Demikian dikatakan Ketua MUI Bidang Fatwa Asrorun Niam Sholeh seperti dikutip Wartabanjar.com di Jakarta, Kamis (09/05/2024). Menurutnya, meski bukan menjadi bagian dari umat yang merayakan, namun kita bisa menikmatinya sebagai hari libur nasional.
“Yang pasti, sekarang faktanya (
hari besar keagamaan) jadi hari libur nasional, kita (Muslim) juga menikmati liburnya kan? Demikian juga yang non-Muslim pada saat libur Idul Fitri juga mereka menikmati liburnya,” kata Asrorun.
Begitu pula saat umat Muslim menjalankan ibadah puasa, kata dia, banyak dari saudara yang berbeda agama juga turut mengikuti acara buka puasa bersama dan menikmati aneka takjil yang khas hanya ada di Bulan Ramadhan.

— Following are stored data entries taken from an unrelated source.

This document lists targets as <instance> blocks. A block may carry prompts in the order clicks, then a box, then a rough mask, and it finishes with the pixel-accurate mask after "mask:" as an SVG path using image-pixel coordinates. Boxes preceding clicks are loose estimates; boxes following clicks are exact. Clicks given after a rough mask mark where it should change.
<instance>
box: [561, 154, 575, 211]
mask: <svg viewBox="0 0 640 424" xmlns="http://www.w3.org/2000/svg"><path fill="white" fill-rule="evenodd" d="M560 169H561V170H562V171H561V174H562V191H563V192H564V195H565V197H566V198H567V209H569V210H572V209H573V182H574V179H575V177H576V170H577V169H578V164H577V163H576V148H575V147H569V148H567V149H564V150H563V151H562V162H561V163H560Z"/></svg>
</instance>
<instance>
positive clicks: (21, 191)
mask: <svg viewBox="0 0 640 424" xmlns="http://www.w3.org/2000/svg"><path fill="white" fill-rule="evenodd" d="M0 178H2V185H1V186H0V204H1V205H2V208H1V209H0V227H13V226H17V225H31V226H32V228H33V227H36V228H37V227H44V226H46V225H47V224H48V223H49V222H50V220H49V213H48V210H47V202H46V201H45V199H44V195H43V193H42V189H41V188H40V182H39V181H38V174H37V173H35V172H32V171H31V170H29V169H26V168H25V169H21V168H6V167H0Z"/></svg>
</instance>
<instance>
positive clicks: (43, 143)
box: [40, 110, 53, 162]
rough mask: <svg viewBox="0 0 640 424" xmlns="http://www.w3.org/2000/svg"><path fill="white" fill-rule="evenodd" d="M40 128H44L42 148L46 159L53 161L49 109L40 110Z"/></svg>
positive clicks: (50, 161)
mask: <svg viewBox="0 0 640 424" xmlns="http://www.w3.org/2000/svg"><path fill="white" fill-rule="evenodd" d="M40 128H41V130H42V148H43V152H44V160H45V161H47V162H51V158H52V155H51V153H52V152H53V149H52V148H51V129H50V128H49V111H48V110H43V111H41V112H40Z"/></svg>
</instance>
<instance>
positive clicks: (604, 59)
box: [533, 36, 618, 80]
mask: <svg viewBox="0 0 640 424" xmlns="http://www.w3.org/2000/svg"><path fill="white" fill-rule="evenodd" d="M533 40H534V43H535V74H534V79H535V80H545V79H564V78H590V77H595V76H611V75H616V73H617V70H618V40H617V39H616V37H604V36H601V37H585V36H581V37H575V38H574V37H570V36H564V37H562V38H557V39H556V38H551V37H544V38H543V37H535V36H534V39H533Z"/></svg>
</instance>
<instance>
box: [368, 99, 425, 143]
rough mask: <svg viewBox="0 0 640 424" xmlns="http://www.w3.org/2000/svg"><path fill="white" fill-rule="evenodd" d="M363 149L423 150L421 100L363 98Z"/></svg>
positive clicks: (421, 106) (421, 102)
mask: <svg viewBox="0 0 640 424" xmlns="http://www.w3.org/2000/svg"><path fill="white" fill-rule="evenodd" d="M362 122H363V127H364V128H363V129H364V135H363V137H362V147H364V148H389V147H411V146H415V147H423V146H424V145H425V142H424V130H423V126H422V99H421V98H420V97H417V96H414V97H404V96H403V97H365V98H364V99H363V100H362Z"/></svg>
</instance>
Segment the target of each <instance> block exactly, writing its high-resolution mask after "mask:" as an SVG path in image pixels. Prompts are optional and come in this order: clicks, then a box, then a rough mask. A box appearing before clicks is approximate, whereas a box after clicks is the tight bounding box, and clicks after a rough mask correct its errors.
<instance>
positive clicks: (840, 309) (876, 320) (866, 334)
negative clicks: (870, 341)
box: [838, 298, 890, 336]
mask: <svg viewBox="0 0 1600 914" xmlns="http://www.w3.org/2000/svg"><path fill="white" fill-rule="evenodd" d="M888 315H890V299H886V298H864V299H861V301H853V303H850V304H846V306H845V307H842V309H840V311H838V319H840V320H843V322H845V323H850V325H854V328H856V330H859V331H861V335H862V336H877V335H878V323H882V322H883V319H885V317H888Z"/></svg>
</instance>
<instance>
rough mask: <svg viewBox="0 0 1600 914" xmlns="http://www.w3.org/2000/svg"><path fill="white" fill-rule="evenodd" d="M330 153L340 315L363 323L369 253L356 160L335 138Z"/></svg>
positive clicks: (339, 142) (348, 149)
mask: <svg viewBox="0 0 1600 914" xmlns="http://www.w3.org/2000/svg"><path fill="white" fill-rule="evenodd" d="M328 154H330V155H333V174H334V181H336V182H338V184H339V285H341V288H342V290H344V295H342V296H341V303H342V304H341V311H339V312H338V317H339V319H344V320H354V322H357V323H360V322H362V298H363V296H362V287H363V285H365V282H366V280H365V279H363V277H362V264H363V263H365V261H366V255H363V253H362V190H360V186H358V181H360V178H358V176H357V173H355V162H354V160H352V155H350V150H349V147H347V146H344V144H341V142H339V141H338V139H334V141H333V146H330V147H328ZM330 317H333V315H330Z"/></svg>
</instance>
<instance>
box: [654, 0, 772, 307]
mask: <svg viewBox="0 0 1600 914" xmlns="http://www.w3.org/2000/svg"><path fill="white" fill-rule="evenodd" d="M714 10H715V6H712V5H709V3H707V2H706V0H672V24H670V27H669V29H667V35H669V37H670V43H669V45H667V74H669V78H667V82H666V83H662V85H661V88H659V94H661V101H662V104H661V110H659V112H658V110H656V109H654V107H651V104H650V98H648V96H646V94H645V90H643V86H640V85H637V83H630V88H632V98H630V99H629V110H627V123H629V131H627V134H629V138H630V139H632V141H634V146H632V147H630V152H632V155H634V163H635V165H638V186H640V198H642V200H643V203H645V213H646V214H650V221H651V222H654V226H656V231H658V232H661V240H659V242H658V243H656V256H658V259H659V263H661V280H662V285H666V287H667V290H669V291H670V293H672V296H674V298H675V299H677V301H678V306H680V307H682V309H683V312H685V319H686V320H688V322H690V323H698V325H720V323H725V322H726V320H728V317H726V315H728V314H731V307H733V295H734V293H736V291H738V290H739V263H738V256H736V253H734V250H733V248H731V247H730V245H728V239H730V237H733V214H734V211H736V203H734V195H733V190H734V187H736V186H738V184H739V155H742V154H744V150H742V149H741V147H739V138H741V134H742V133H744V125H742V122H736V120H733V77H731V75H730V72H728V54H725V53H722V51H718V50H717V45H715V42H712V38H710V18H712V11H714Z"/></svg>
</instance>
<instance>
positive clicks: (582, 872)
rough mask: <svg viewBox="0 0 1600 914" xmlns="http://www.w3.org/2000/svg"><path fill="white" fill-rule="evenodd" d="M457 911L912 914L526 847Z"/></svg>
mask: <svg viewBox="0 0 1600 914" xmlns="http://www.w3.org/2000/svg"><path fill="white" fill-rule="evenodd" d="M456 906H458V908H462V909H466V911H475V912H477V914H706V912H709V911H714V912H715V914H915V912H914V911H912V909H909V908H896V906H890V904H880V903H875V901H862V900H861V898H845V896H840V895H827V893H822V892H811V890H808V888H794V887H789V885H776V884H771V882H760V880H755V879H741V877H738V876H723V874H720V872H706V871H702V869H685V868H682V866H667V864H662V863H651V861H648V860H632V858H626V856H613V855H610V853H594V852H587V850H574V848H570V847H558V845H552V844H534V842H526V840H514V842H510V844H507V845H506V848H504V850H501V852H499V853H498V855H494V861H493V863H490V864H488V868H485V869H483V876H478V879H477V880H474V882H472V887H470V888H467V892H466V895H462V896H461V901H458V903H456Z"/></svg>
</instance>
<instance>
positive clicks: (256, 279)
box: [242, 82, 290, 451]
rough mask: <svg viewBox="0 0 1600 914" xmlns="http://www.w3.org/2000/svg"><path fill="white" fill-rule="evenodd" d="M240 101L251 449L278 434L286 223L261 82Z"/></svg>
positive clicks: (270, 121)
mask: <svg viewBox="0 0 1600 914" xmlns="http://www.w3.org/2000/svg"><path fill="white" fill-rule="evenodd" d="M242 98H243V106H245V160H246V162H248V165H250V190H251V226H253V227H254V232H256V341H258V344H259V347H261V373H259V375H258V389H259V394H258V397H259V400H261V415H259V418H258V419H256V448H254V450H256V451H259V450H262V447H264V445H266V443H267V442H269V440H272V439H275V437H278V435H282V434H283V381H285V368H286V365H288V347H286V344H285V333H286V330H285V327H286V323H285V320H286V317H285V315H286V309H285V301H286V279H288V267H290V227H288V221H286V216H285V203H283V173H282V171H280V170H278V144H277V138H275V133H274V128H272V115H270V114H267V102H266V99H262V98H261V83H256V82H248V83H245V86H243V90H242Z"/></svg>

Ia menilai hal tersebut merupakan bentuk toleransi yang diwujudkan dalam bentuk saling mengambil manfaat dan saling mendukung antara satu dengan yang lainnya.
“Prinsip Islam dalam membangun agama masing-masing adalah lakum diinukum waliyadiin, bagimu agamamu, bagiku agamaku. Tidak mengganggu pelaksanaan ibadah yang dilaksanakan agama lain, bahkan kita memfasilitasi,” ujarnya.
Menurut Niam, bertoleransi dalam menikmati hari libur keagamaan merupakan dimensi sosial yang bersifat inklusif, sehingga siapapun dipersilakan untuk menikmati hari libur nasional yang berkenaan dengan hari besar agama lain.
Adapun toleransi yang tidak dibenarkan, kata dia, adalah toleransi dengan merayakan ibadah dalam bentuk ritual, seperti halnya ibadah shalat dalam agama Islam, serta misa dalam agama Katolik/Kristen, karena merupakan dogma atau ajaran yang bersifat eksklusif.
Sehingga, kata Niam, toleransi antarumat beragama tidak diwujudkan dalam bentuk sinkretisme antara satu keyakinan dengan yang lainnya.